The magic world of cloud computing is all abuzz at the moment. Part of it is because it’s so new and everyone’s all curious about what it can do, and part of it is because people can make money off it. One of the technologies I’ve been looking at over the last few weeks falls more into the former category, and it’s called AppDrop.
Here’s how it works. You can use Google AppEngine to write a nice little web application that Google hosts for you on their servers. But what if you decide one day that you want to put it on your own server? Well you can’t.
This is the problem that AppDrop solves. You download it, put it on your server, and now you can put your AppEngine apps alongside it.
But AppDrop’s been more than that for me.
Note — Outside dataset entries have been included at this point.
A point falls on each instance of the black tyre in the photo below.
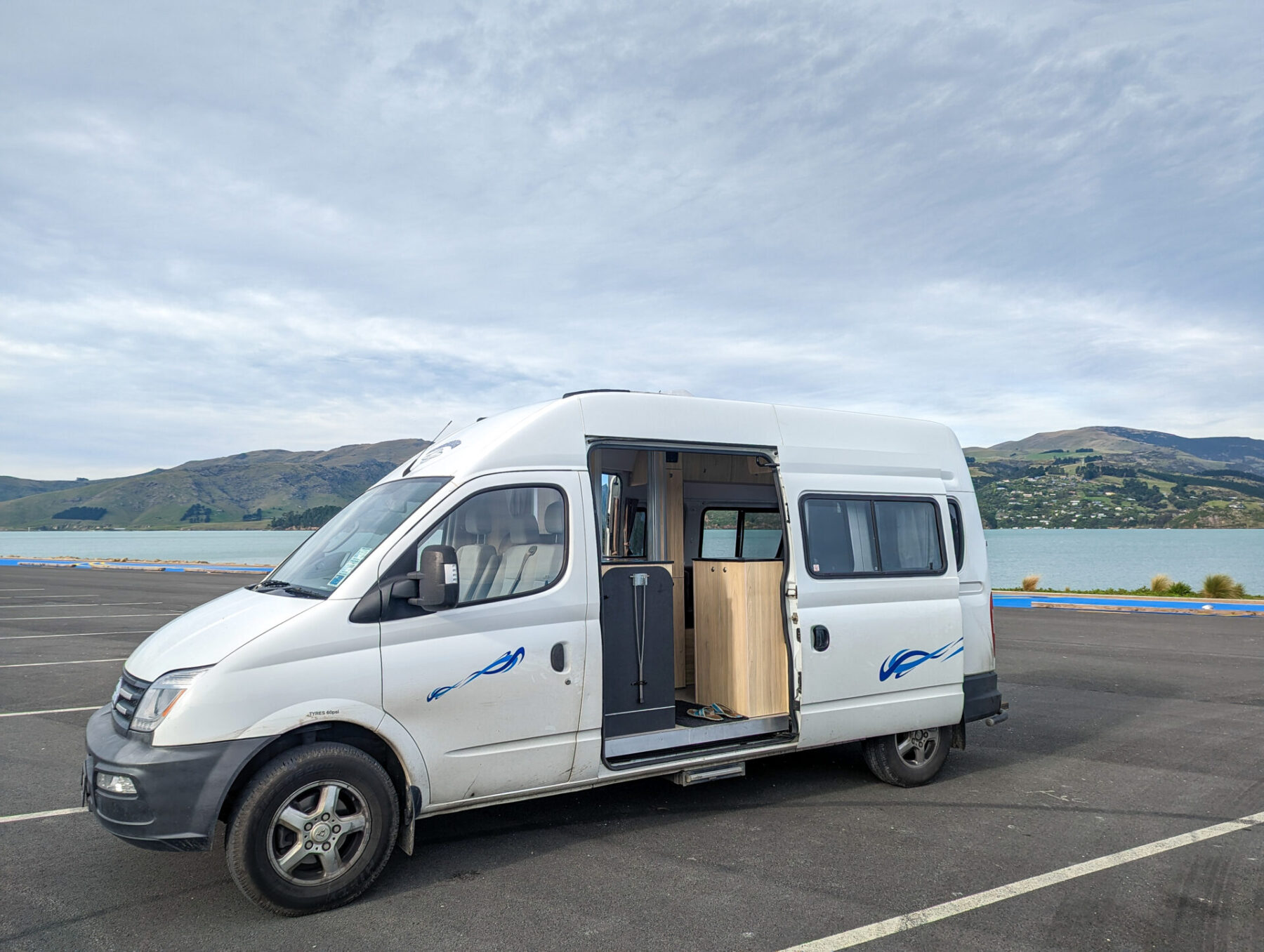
(312, 830)
(908, 759)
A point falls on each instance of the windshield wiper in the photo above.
(290, 590)
(303, 592)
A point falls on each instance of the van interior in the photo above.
(695, 654)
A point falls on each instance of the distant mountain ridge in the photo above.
(1178, 454)
(257, 484)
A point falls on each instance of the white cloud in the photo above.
(223, 229)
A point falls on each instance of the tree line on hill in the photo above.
(308, 519)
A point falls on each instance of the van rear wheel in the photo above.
(314, 830)
(908, 759)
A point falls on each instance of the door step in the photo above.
(702, 775)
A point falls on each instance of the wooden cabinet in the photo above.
(739, 636)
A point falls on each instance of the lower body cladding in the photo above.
(982, 697)
(180, 791)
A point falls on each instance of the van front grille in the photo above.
(126, 696)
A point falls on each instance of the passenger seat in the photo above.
(477, 562)
(531, 560)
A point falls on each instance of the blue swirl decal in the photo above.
(904, 661)
(499, 666)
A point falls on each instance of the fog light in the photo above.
(115, 783)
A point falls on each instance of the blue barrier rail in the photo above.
(162, 565)
(1008, 600)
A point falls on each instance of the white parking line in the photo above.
(60, 617)
(85, 604)
(51, 710)
(923, 917)
(17, 817)
(50, 664)
(71, 635)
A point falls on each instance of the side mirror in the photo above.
(439, 586)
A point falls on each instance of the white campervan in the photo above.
(600, 588)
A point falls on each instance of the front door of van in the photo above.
(491, 689)
(878, 611)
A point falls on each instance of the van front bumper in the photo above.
(180, 791)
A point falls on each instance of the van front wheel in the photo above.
(908, 759)
(314, 830)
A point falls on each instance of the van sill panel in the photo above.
(678, 737)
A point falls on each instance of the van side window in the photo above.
(741, 534)
(852, 536)
(508, 541)
(959, 533)
(840, 535)
(908, 536)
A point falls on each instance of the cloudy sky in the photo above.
(228, 228)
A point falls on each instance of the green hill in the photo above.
(1112, 477)
(215, 492)
(1158, 450)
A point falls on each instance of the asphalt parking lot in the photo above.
(1124, 729)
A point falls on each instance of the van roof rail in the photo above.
(598, 390)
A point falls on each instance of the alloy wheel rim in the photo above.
(319, 832)
(916, 748)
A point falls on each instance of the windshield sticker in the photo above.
(350, 564)
(499, 666)
(904, 661)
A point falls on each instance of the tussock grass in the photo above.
(1221, 586)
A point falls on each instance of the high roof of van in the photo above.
(558, 434)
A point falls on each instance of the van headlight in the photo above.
(162, 696)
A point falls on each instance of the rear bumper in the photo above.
(982, 696)
(180, 791)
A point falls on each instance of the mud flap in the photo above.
(409, 822)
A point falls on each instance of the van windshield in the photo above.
(329, 555)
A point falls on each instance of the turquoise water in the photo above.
(1063, 558)
(228, 546)
(1124, 558)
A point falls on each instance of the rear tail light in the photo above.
(992, 619)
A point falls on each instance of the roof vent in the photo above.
(600, 390)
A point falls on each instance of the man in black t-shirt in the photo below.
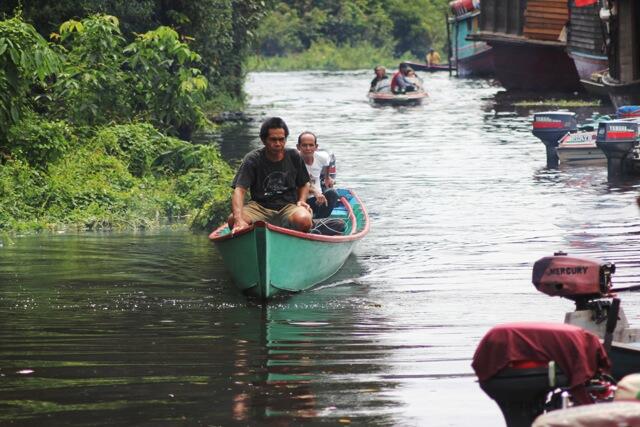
(277, 180)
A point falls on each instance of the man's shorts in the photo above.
(256, 212)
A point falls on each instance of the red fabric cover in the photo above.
(394, 81)
(578, 352)
(583, 3)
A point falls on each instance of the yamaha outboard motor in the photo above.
(616, 138)
(628, 111)
(550, 127)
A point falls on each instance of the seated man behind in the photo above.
(432, 58)
(317, 163)
(380, 81)
(399, 82)
(277, 180)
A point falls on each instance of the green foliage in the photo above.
(92, 86)
(22, 192)
(166, 80)
(39, 141)
(138, 145)
(407, 26)
(25, 61)
(328, 56)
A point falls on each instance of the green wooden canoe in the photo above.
(265, 260)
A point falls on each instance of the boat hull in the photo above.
(266, 260)
(525, 65)
(587, 65)
(427, 68)
(473, 58)
(412, 98)
(625, 359)
(479, 64)
(585, 155)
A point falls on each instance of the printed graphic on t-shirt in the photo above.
(275, 183)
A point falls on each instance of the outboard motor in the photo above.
(617, 138)
(578, 279)
(628, 111)
(550, 127)
(519, 365)
(460, 7)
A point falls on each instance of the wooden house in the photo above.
(528, 38)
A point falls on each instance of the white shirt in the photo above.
(321, 160)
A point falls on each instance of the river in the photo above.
(146, 329)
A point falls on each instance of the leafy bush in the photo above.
(25, 61)
(39, 141)
(327, 56)
(138, 145)
(23, 192)
(168, 88)
(92, 88)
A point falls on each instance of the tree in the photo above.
(26, 60)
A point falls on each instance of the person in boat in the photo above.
(432, 58)
(317, 162)
(413, 78)
(380, 80)
(277, 180)
(399, 82)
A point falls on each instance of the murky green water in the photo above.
(145, 329)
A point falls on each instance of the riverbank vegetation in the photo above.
(95, 122)
(341, 35)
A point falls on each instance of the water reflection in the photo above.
(127, 329)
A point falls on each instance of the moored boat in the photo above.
(569, 143)
(586, 46)
(265, 260)
(471, 57)
(580, 149)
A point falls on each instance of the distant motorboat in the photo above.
(383, 95)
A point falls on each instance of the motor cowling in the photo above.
(627, 111)
(572, 277)
(616, 139)
(460, 7)
(550, 126)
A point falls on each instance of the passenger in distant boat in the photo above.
(399, 82)
(277, 180)
(432, 58)
(380, 81)
(317, 163)
(413, 78)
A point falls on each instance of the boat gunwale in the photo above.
(215, 237)
(376, 96)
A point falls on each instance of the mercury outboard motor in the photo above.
(578, 279)
(521, 365)
(550, 127)
(616, 139)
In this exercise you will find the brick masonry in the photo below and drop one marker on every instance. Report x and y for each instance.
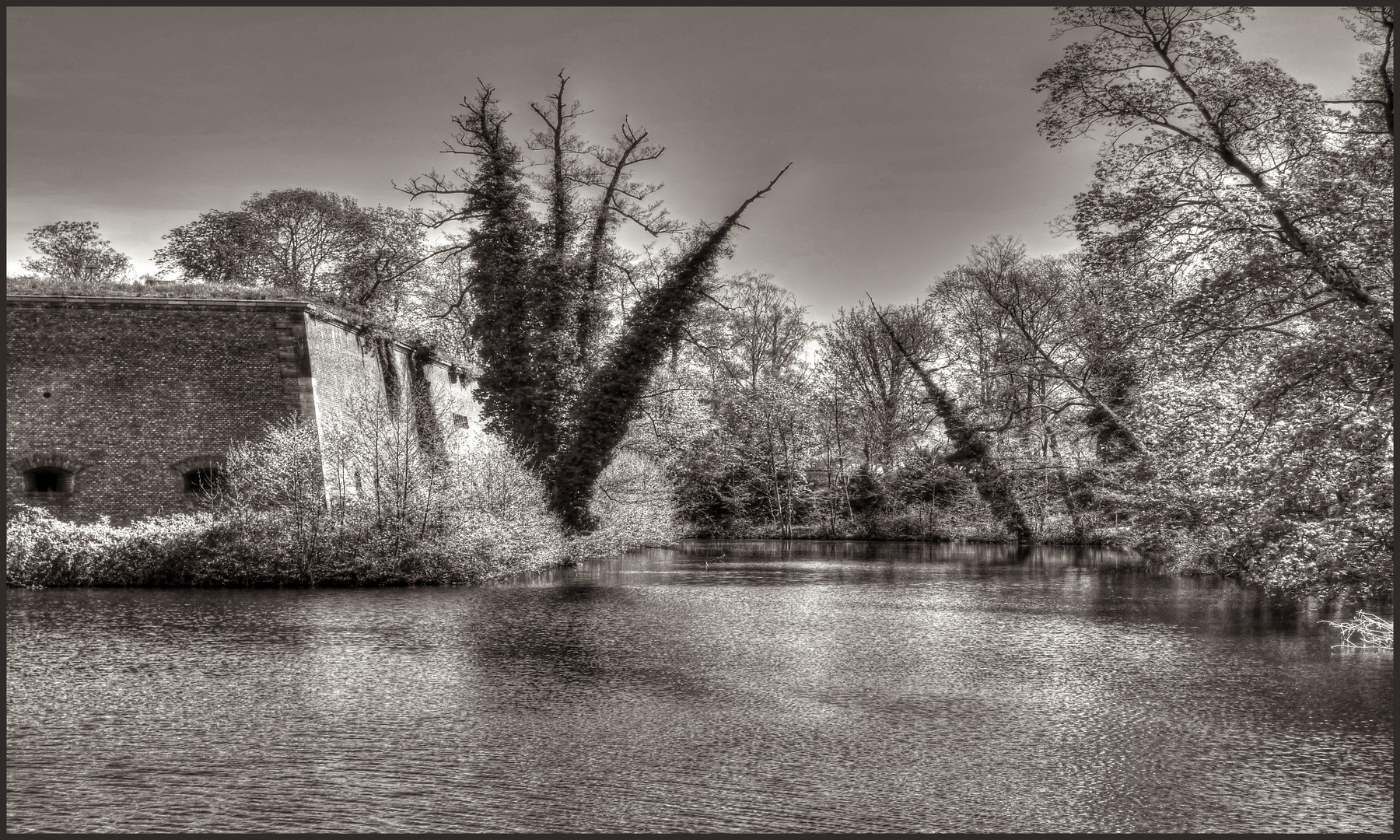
(129, 394)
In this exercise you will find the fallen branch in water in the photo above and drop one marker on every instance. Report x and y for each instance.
(1367, 630)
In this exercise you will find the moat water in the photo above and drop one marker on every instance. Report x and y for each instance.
(738, 686)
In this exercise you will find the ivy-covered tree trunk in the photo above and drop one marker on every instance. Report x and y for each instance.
(537, 292)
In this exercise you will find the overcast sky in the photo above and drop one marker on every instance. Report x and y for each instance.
(912, 131)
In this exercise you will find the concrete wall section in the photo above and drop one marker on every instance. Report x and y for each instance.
(126, 395)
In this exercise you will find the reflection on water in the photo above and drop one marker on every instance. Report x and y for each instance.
(728, 685)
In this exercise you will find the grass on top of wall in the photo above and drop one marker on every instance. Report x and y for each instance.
(30, 285)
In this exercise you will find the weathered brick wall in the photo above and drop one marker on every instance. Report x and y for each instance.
(131, 392)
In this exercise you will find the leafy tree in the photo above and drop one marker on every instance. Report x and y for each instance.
(72, 251)
(1209, 154)
(1263, 220)
(874, 380)
(307, 237)
(544, 387)
(219, 247)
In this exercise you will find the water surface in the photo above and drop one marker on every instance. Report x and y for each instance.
(724, 686)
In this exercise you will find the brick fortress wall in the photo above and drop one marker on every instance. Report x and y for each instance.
(131, 394)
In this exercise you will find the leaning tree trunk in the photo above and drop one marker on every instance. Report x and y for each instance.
(604, 409)
(993, 483)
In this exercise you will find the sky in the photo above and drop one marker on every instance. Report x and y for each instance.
(910, 131)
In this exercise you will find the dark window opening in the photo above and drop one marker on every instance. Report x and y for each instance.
(205, 479)
(49, 479)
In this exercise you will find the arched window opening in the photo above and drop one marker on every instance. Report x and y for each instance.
(49, 479)
(203, 479)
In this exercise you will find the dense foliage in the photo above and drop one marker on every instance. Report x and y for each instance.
(1207, 377)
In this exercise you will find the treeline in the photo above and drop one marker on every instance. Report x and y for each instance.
(1207, 377)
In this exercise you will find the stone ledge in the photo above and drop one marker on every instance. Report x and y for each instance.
(152, 303)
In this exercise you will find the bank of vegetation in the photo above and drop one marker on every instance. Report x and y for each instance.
(1207, 377)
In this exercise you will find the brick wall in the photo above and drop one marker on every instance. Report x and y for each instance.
(128, 394)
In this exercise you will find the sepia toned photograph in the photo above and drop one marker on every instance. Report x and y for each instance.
(642, 419)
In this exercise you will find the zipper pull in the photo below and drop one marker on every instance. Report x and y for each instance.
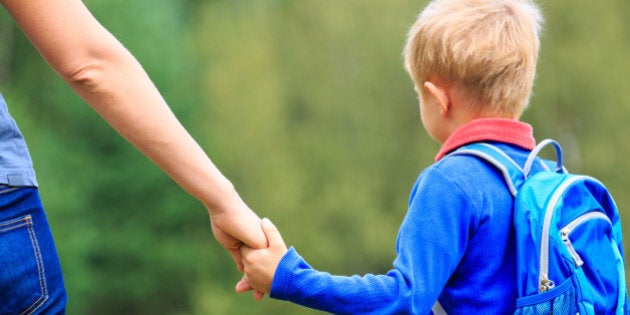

I’ve struggled in how I felt about Ruby and Rails for a while now. They’re the “in” new things that people love to talk about, but most people you talk to about it on both sides don’t know a whole lot about it. Maybe that’s just the case with…well…everything, but for some reason I notice it more with this.
The whole “getting AppDrop to work on my boxes” experience is different for me. I got to read this excellent book (review here) and this so-so book (review soon to come) to learn how Rails apps really work and how Ruby really is an agile language when paired with the super agile framework Rails.
So my advice to you: if you’ve heard a lot about Ruby and Rails but don’t really know a whole lot about them, go check it out. The first book above is super-easy reading and really sells Ruby on Rails in the way that the evangelical Rails guys seem to feel about it.
And if the people are any indication, I’ve been chatting a bit with Chris Anderson, the creator of AppDrop, and he’s been really awesome about the whole thing. Always a good sign to see friendly, helpful people around the stuff you work on (and not as common as you may expect).